Ikan gabus lebih gampang menangkapnya, karena tidak punya patil yang berbahaya. Rontaannya sangat kuat, apalagi yang berukuran besar. Saya ingat, pernah seorang kawan mementung kepala ikan gabus dengan tongkat karena terlalu gesit untuk ditangkap. Ikan betok atau puyu juga bisa berbahaya. Ujung siripnya berupa duri yang runcing dan tajam, dan sirip insangnya berupa sisik yang kuat dan nyaris setajam pisau. Kalau keliru menggenggamnya, tangan bisa terluka entah kena sirip punggungnya atau sirip insangnya. Seingat kami, inilah ikan yang paling tahan dalam kondisi tanpa air. Selesai menimba lubuk, saat pulang lewat tengah hari, ikan-ikan lain mulai bermatian dalam ember karena tidak ada air, tetapi ikan betok masih segar bugar dengan rontaan yang masih kuat.
Seorang kawan pernah menyimpan ikan-ikan puyu yang didapat dari seumeueseuet dalam ember selama satu malam. Supaya ikan tidak mati, ember diberi sedikit air sekedar supaya ikannya terendam. Esok paginya saat akan dibersihkan, kawan tersebut terkejut mendapati gerombolan ikan yang compang camping dalam ember. Rupanya ikan-ikan tersebut saling serang, memakan sisik dan saling melukai.
Ikan yang terkumpul- biasanya tidak terlalu banyak - akan dibagi merata. Beberapa orang yang bekerja lebih keras akan mendapat bagian lebih banyak. Tidak ada yang protes, semuanya menganggap hal tersebut adalah layak dan sewajarnya.

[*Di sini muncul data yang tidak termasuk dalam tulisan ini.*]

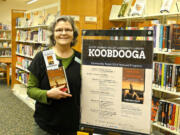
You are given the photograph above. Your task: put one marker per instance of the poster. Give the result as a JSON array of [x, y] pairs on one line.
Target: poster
[[110, 70]]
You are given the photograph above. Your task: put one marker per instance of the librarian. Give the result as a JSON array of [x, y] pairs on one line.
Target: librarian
[[57, 112]]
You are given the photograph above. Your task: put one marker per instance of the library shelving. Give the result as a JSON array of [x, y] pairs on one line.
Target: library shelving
[[29, 35], [5, 43], [161, 92]]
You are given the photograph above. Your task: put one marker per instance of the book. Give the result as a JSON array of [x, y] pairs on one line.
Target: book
[[154, 109], [166, 6], [58, 78], [55, 71], [133, 85], [125, 7], [138, 8], [114, 11]]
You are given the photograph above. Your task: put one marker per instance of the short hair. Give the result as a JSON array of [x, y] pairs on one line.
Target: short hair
[[65, 19]]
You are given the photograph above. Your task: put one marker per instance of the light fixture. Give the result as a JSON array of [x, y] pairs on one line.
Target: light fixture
[[31, 1]]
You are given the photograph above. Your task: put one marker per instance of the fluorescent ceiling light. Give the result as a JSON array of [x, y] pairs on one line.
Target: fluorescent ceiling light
[[31, 1]]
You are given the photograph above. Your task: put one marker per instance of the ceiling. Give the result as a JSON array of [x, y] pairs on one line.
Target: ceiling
[[7, 5]]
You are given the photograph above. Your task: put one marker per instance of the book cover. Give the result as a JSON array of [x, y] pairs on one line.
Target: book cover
[[55, 71], [166, 6], [57, 78], [133, 85], [154, 109], [138, 8], [125, 7]]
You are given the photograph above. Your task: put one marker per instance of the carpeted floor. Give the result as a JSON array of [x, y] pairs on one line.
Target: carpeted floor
[[16, 118]]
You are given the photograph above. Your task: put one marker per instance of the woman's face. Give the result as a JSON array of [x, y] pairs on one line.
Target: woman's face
[[63, 33]]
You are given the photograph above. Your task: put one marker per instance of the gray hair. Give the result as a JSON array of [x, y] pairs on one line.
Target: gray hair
[[65, 19]]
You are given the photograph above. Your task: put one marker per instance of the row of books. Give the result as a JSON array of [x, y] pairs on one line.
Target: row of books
[[127, 8], [26, 50], [4, 26], [40, 35], [22, 76], [167, 37], [23, 62], [5, 45], [5, 53], [35, 20], [131, 37], [166, 76], [5, 35], [166, 113]]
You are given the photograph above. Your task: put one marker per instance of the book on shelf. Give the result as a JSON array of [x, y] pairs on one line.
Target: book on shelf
[[138, 8], [169, 6], [125, 8], [167, 76], [154, 108], [168, 114], [114, 11], [55, 71], [133, 85]]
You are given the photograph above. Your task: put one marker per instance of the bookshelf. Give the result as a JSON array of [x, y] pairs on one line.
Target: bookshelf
[[5, 49], [5, 43], [146, 20], [29, 35]]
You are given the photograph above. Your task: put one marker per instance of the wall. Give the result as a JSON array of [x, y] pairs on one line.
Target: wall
[[6, 6]]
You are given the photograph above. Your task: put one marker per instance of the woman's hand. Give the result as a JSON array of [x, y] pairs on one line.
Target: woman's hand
[[56, 93]]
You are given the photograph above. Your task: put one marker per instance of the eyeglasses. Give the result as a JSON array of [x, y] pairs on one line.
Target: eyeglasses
[[64, 30]]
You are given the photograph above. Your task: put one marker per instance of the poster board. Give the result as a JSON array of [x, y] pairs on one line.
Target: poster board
[[113, 71]]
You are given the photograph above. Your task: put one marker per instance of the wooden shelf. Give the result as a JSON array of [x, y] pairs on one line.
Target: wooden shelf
[[27, 56], [3, 39], [166, 91], [165, 128]]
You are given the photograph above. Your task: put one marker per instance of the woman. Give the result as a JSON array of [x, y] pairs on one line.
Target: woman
[[57, 112]]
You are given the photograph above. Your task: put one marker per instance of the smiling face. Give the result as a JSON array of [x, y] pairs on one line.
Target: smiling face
[[63, 33]]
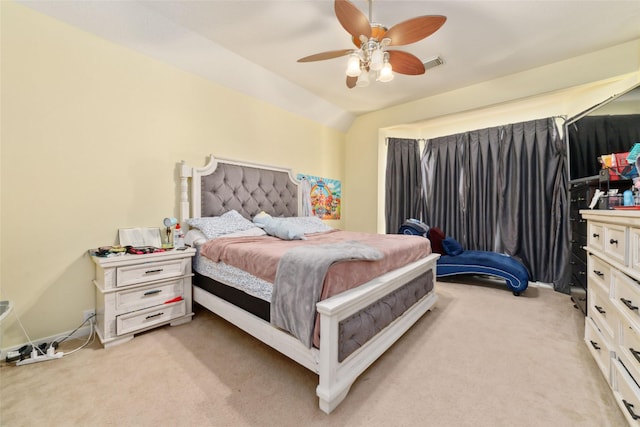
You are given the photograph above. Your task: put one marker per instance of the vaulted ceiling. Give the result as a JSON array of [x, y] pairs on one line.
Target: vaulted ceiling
[[253, 45]]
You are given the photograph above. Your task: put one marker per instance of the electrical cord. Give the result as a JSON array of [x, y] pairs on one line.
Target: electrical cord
[[56, 343], [90, 338], [35, 347], [64, 338]]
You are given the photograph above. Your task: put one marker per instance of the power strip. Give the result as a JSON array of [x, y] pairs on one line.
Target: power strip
[[37, 357]]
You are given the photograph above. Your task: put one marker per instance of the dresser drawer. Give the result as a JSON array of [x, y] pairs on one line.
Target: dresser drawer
[[595, 235], [599, 347], [634, 249], [138, 298], [627, 393], [602, 312], [146, 272], [599, 273], [629, 349], [142, 319], [626, 295], [615, 243]]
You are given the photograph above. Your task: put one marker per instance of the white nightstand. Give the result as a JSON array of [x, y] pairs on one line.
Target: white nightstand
[[135, 293]]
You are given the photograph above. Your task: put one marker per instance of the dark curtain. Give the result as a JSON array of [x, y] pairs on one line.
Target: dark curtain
[[592, 136], [403, 191], [503, 189]]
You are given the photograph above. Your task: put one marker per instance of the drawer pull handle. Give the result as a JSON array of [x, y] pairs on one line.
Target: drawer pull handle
[[627, 302], [151, 316], [629, 407]]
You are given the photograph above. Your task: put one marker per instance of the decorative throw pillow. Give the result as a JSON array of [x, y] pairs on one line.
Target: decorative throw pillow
[[308, 224], [451, 246], [278, 228], [216, 226]]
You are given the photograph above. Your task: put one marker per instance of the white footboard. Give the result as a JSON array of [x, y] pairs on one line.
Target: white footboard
[[335, 378]]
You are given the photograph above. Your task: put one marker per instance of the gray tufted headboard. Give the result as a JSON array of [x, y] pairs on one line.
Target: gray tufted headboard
[[248, 188]]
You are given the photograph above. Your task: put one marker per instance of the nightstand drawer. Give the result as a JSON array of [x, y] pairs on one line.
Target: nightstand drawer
[[132, 274], [138, 298], [142, 319]]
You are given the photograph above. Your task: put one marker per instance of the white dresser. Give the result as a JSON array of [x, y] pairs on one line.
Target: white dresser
[[135, 293], [612, 328]]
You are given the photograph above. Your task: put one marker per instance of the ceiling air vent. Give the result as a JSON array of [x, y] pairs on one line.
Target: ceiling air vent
[[433, 62]]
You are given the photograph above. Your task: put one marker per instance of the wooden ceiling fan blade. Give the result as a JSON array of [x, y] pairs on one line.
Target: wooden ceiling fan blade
[[326, 55], [405, 63], [352, 19], [415, 29]]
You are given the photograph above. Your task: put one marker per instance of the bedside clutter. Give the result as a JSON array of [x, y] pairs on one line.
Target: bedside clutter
[[137, 292], [612, 325]]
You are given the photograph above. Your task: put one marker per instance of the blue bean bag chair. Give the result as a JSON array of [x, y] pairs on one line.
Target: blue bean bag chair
[[455, 260]]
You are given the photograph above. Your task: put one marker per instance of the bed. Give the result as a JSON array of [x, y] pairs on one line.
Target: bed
[[351, 328]]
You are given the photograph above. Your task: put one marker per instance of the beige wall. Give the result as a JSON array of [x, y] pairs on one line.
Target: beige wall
[[91, 137], [562, 89]]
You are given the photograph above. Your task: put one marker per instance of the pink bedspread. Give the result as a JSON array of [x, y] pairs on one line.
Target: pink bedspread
[[260, 256]]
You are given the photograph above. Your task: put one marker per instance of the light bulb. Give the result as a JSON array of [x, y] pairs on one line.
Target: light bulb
[[353, 66], [377, 60], [363, 80], [386, 73]]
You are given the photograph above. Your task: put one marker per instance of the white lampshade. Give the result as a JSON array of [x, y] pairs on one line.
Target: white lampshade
[[386, 73], [363, 80], [377, 60], [353, 66]]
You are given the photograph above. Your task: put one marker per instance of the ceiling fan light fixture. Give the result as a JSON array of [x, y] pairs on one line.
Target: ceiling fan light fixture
[[386, 73], [363, 80], [377, 59], [353, 66]]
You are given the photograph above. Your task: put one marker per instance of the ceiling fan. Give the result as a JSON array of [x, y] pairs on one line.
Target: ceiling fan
[[371, 41]]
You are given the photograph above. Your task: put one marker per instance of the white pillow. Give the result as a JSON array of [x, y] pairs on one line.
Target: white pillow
[[216, 226], [252, 232], [308, 224], [278, 228]]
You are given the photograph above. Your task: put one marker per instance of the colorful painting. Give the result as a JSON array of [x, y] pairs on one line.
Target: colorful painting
[[325, 196]]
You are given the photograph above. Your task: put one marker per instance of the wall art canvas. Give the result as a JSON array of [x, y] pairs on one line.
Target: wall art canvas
[[325, 196]]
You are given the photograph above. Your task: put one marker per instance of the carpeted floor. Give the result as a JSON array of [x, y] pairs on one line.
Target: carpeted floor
[[481, 357]]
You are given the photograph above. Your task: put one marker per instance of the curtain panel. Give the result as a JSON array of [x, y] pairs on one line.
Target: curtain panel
[[403, 183], [503, 189]]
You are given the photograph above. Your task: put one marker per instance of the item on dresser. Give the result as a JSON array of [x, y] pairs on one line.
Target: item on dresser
[[135, 293], [224, 197], [612, 325]]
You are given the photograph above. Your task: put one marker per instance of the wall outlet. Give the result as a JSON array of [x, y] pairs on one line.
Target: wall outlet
[[88, 313]]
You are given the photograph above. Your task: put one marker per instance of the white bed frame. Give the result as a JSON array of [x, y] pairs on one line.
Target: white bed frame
[[335, 378]]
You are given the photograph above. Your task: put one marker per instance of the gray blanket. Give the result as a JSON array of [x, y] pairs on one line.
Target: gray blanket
[[299, 280]]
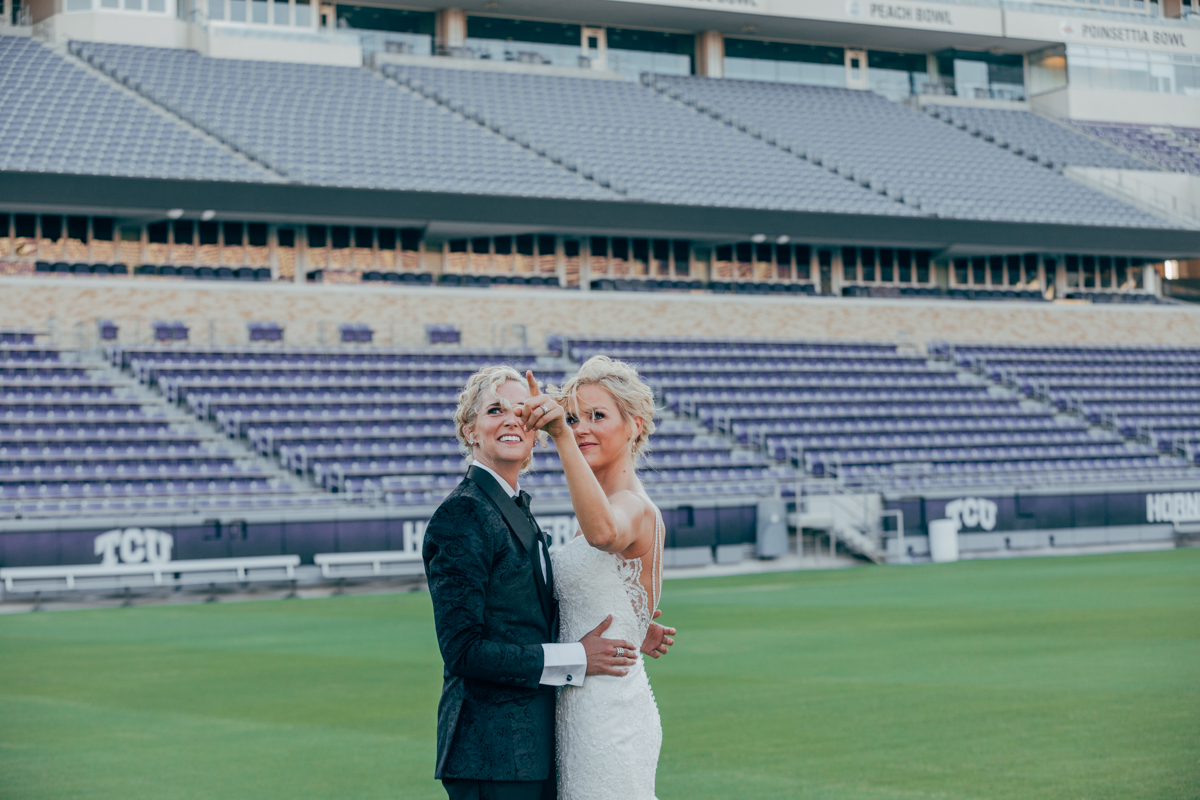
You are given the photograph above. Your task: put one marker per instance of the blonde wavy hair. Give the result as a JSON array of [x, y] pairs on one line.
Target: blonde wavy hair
[[472, 396], [634, 397]]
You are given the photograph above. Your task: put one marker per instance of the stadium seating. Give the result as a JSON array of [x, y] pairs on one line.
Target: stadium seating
[[1037, 138], [876, 417], [943, 170], [373, 134], [1173, 149], [1149, 392], [379, 423], [58, 118], [72, 440], [639, 143]]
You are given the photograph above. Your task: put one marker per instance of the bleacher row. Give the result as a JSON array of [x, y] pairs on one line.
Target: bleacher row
[[675, 140], [739, 419]]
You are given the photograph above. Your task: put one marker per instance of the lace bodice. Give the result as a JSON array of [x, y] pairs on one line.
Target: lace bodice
[[591, 584], [607, 732]]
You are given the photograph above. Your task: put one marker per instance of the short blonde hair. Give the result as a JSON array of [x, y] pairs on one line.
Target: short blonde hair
[[634, 397], [472, 397]]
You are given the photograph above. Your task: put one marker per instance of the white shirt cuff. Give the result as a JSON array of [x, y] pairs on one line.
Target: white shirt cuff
[[565, 665]]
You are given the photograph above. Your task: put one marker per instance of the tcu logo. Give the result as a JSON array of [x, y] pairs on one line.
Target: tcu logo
[[972, 512], [135, 546], [561, 529]]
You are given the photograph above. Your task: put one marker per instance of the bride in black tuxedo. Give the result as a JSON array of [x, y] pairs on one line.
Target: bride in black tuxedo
[[492, 587]]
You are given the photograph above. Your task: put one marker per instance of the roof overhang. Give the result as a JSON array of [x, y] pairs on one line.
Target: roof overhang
[[448, 216]]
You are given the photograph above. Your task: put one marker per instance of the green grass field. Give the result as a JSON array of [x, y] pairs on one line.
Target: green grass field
[[1061, 678]]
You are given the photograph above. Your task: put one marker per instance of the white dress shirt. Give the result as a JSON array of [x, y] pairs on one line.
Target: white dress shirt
[[564, 665]]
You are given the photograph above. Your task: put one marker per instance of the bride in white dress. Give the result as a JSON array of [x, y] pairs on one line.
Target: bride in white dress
[[609, 733]]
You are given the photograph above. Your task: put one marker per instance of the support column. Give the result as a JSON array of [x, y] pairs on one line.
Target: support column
[[301, 256], [450, 30], [711, 54], [561, 260]]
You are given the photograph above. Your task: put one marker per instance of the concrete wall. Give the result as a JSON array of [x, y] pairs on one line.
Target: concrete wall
[[486, 316], [1137, 107]]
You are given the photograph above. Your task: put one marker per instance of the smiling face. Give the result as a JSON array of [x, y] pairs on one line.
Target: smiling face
[[501, 440], [604, 435]]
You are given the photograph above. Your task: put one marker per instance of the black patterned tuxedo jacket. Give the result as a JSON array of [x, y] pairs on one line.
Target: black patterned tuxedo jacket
[[492, 611]]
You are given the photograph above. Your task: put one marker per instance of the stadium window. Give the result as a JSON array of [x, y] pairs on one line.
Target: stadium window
[[923, 257], [634, 52], [24, 226], [1120, 271], [982, 74], [399, 20], [803, 263], [886, 263], [997, 270], [1031, 269], [256, 234], [52, 228], [1014, 270], [682, 257], [868, 257], [183, 230], [979, 271], [825, 263], [849, 264], [897, 74], [210, 233], [621, 248], [1072, 271], [157, 233], [1087, 268], [961, 271], [77, 228], [411, 239], [101, 228], [785, 62], [340, 236]]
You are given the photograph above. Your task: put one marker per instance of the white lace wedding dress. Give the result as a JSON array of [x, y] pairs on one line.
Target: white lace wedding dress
[[609, 729]]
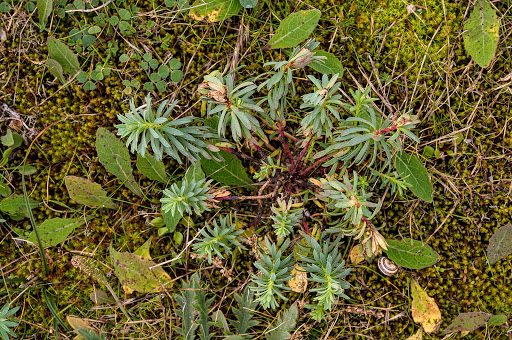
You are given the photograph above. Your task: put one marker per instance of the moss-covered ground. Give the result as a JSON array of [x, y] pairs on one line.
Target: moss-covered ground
[[413, 60]]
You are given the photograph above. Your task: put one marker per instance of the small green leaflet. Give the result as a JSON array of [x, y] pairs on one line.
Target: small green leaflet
[[55, 230], [295, 28], [151, 168], [331, 65], [44, 8], [214, 10], [481, 33], [88, 193], [195, 173], [285, 324], [115, 157], [248, 3], [500, 244], [467, 322], [410, 168], [411, 254], [15, 206], [59, 52], [229, 172], [135, 274]]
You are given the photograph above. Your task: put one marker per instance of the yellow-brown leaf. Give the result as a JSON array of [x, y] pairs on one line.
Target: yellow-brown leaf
[[424, 309]]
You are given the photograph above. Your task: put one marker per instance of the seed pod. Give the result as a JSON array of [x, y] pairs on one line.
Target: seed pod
[[387, 267]]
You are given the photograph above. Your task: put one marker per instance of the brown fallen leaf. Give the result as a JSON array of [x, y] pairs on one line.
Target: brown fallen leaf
[[416, 336], [424, 309], [356, 254], [299, 282]]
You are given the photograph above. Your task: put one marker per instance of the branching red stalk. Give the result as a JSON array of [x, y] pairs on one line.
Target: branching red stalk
[[299, 163], [285, 143], [314, 165]]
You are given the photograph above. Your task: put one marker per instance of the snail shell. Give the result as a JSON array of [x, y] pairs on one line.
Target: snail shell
[[387, 267]]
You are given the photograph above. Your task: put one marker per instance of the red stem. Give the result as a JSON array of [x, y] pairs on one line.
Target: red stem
[[299, 163], [285, 143], [385, 130]]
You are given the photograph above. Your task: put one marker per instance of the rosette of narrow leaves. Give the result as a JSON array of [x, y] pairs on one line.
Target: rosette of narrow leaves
[[279, 81], [324, 104], [368, 134], [275, 271], [186, 196], [327, 269], [362, 101], [219, 238], [350, 202], [5, 323], [268, 169], [174, 137], [232, 104], [285, 218]]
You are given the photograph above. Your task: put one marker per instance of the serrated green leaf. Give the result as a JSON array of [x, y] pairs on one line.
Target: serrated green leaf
[[500, 244], [295, 28], [55, 68], [8, 138], [135, 274], [55, 230], [88, 193], [285, 324], [481, 33], [194, 173], [59, 51], [497, 320], [115, 157], [214, 10], [229, 172], [5, 189], [467, 322], [143, 250], [151, 168], [187, 310], [44, 8], [412, 254], [413, 172], [15, 205], [331, 65], [171, 221]]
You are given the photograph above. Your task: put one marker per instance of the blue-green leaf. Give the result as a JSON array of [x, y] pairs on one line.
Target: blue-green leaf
[[413, 172], [412, 254]]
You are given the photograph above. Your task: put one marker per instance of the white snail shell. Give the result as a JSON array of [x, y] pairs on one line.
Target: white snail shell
[[387, 267]]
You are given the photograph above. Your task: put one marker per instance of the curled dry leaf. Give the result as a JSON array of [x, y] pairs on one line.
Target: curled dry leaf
[[424, 309], [299, 282], [416, 336]]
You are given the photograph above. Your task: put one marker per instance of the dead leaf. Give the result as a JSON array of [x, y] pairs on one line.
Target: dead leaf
[[356, 254], [424, 309], [416, 336], [299, 282], [508, 77], [77, 323]]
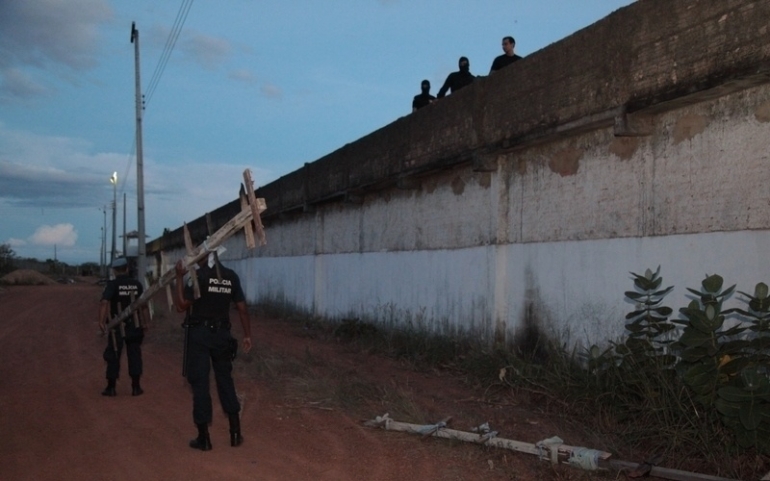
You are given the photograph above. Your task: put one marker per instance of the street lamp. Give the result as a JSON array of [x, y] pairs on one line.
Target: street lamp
[[114, 182]]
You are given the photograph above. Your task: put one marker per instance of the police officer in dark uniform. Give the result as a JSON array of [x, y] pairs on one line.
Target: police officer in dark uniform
[[210, 344], [117, 295]]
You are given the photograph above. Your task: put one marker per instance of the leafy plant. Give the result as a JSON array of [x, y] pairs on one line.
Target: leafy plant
[[648, 325]]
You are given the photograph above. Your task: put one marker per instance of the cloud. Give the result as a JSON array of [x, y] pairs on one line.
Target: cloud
[[39, 171], [205, 50], [16, 83], [63, 235], [271, 91], [243, 75], [209, 52], [45, 35]]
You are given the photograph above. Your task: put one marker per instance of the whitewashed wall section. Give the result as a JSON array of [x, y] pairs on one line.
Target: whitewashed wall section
[[548, 239]]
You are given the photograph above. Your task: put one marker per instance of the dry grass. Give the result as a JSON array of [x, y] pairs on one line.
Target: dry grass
[[26, 277]]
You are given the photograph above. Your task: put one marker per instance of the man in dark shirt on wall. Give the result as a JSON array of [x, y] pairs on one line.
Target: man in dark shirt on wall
[[508, 57], [424, 99], [457, 80], [210, 344]]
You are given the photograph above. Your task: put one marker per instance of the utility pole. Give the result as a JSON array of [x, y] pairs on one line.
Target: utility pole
[[141, 261], [114, 182], [125, 254], [103, 255]]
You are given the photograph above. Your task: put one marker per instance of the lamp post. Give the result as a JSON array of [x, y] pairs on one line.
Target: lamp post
[[114, 182]]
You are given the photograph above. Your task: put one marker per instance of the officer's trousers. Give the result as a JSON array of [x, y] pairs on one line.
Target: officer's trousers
[[210, 348], [112, 353]]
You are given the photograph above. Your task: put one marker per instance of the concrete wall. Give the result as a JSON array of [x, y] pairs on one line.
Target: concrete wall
[[525, 200]]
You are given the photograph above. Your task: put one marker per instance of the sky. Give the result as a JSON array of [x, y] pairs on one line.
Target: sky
[[228, 85]]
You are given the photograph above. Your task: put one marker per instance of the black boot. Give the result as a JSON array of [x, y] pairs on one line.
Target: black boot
[[203, 441], [110, 389], [136, 389], [235, 430]]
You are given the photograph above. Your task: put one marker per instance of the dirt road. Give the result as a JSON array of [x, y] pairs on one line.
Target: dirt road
[[54, 424]]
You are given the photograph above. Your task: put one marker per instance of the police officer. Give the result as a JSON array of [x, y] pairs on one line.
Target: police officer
[[117, 295], [210, 344]]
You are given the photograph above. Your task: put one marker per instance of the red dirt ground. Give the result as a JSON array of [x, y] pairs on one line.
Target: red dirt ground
[[54, 424]]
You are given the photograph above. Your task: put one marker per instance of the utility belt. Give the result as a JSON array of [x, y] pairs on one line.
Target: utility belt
[[213, 324]]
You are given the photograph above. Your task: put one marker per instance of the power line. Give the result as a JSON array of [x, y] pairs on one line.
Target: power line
[[176, 29]]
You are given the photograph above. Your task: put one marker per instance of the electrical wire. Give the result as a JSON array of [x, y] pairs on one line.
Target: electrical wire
[[176, 29]]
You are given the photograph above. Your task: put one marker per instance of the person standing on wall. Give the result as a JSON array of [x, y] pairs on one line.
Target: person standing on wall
[[457, 80], [210, 344], [506, 58], [118, 294]]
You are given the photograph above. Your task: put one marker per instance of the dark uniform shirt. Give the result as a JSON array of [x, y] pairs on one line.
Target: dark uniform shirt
[[118, 291], [216, 294], [455, 81], [503, 61]]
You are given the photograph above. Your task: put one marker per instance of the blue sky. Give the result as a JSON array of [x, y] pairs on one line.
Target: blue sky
[[265, 85]]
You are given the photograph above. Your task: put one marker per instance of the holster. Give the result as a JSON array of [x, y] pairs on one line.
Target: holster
[[233, 348]]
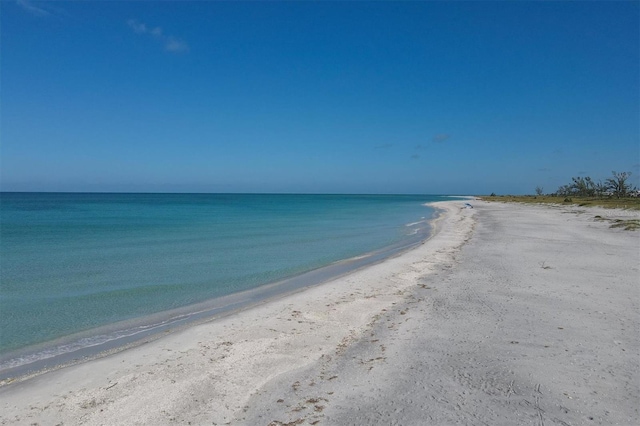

Ikan bagian kami - saya dan Han - akan dibersihkan terlebih dahulu sebelum dibawa pulang. Bau amis ikan yang menyengat akan melekat pada kami. Kalau ikannya banyak, Ummi akan memasak ikan tersebut dengan bumbu kari dan ditambah dengan bungong kala (kincung). Jika ikannya tidak seberapa, kami akan menggorengnya sendiri.
Seiring berjalannya waktu, keberadaan ikan semakin jarang. Sungai-sungai kecil yang alami berganti dengan parit beton, yang tidak menyisakan tempat untuk ikan untuk berkembang biak. Saat ini, seut paya sudah menjadi sesuatu yang langka di kampung kami.